Zwei junge Frauen waren bei der Arbeit, die eine stampfte Butter, die andere füllte frische Milch aus einem ledernen Eimer in Holzbottiche um.
Gytha saß auf einem Schemel neben der Tür, hatte ihren Kittel über die linke Brust herabgezogen und ihr Kind angelegt. Als Cædmons Schatten über die Schwelle fiel, huschten die beiden anderen Mägde lautlos in den angrenzenden Vorratsraum.

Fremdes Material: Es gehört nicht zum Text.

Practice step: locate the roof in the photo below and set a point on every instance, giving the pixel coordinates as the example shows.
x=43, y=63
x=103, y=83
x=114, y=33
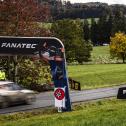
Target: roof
x=5, y=82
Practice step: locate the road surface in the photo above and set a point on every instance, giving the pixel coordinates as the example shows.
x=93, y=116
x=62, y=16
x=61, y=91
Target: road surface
x=46, y=99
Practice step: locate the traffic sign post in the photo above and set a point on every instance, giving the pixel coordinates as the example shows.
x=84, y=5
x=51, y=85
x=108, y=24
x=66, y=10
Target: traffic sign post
x=49, y=49
x=59, y=94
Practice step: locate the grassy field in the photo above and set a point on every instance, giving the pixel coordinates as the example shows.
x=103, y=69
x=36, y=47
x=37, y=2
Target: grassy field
x=98, y=75
x=101, y=113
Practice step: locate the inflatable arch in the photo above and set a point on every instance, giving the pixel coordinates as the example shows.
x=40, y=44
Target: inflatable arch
x=50, y=49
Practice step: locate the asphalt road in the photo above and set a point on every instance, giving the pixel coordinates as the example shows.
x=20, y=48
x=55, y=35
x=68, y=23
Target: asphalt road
x=46, y=99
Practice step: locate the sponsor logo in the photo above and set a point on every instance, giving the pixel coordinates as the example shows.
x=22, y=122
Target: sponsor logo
x=18, y=45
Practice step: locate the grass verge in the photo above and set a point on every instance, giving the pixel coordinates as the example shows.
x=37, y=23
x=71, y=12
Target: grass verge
x=98, y=75
x=109, y=112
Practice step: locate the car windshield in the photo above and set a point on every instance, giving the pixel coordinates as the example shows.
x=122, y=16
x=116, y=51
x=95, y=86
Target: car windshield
x=10, y=86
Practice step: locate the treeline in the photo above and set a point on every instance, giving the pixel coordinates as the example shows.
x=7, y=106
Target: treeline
x=99, y=31
x=65, y=9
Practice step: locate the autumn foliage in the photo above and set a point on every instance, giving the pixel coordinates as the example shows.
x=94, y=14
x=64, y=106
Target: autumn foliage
x=118, y=46
x=21, y=17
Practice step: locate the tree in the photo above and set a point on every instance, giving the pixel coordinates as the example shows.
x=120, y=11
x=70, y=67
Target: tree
x=119, y=21
x=20, y=18
x=71, y=34
x=94, y=32
x=86, y=30
x=118, y=46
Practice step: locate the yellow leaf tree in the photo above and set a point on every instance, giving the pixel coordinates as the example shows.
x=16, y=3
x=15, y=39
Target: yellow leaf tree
x=118, y=46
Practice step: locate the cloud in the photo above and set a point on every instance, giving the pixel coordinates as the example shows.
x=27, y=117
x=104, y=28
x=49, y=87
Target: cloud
x=104, y=1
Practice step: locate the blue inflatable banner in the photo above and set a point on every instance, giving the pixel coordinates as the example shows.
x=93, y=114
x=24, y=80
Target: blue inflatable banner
x=49, y=49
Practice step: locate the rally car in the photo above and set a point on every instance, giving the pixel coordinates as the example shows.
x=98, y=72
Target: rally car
x=11, y=93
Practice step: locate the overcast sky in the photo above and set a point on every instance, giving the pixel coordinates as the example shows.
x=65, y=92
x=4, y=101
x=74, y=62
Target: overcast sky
x=105, y=1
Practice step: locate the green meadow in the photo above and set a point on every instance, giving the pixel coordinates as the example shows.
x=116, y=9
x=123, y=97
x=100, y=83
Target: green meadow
x=99, y=73
x=109, y=112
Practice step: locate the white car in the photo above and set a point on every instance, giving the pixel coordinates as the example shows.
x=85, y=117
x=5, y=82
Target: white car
x=11, y=93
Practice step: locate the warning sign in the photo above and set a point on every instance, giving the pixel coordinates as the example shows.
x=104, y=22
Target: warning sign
x=59, y=94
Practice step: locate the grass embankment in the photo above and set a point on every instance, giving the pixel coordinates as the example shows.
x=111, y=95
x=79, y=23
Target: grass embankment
x=100, y=113
x=98, y=75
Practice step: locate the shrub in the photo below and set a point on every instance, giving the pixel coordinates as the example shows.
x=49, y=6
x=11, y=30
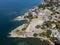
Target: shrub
x=35, y=34
x=38, y=26
x=23, y=29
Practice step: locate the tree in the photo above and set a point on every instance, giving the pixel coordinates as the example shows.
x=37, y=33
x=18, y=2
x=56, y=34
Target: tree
x=35, y=34
x=38, y=26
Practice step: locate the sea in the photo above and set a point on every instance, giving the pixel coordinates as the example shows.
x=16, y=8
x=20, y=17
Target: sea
x=10, y=9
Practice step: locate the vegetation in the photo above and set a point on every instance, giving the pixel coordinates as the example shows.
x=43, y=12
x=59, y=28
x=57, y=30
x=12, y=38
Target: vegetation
x=57, y=25
x=35, y=16
x=38, y=26
x=35, y=34
x=47, y=34
x=48, y=23
x=52, y=39
x=42, y=34
x=23, y=29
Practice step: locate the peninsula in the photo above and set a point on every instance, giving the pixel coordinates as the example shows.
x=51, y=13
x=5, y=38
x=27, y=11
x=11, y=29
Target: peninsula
x=42, y=22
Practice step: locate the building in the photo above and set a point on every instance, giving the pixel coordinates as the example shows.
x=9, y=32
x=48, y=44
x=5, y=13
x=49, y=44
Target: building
x=46, y=1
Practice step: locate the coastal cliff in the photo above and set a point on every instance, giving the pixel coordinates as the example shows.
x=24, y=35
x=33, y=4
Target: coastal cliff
x=42, y=22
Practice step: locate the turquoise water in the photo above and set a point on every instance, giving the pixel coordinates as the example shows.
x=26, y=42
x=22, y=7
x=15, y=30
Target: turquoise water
x=9, y=9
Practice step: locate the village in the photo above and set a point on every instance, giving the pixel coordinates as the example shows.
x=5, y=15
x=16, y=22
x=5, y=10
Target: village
x=42, y=21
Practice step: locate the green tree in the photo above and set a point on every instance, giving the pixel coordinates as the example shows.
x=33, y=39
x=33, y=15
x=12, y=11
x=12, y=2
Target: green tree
x=38, y=26
x=35, y=34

Cædmon beugte sich über Gytha und küßte sie auf die Stirn.
»Da bist du also«, war alles, was sie sagte.
»Da bin ich.«
Er sah auf das Kind hinab. Es war ein winziges häßliches Ding mit einem feuerroten Kopf. Die Augen waren zugekniffen, und es saugte gierig an der Brust seiner Mutter.
Cædmon streckte unsicher die Hand aus, zögerte einen Augenblick und strich dann mit einem Finger über die klitzekleine Wange.
»Er ist so … winzig.«
»Er wächst«, prophezeite sie lächelnd.
Cædmon hockte sich vor sie, legte beide Hände auf ihr Gesicht und küßte sie auf den Mund. Sie roch immer noch nach Rauch und Milch. Er ließ sich neben ihr auf dem strohbedeckten Boden nieder, lehnte sich mit dem Rücken an die Wand und betrachtete seinen Sohn und dessen Mutter.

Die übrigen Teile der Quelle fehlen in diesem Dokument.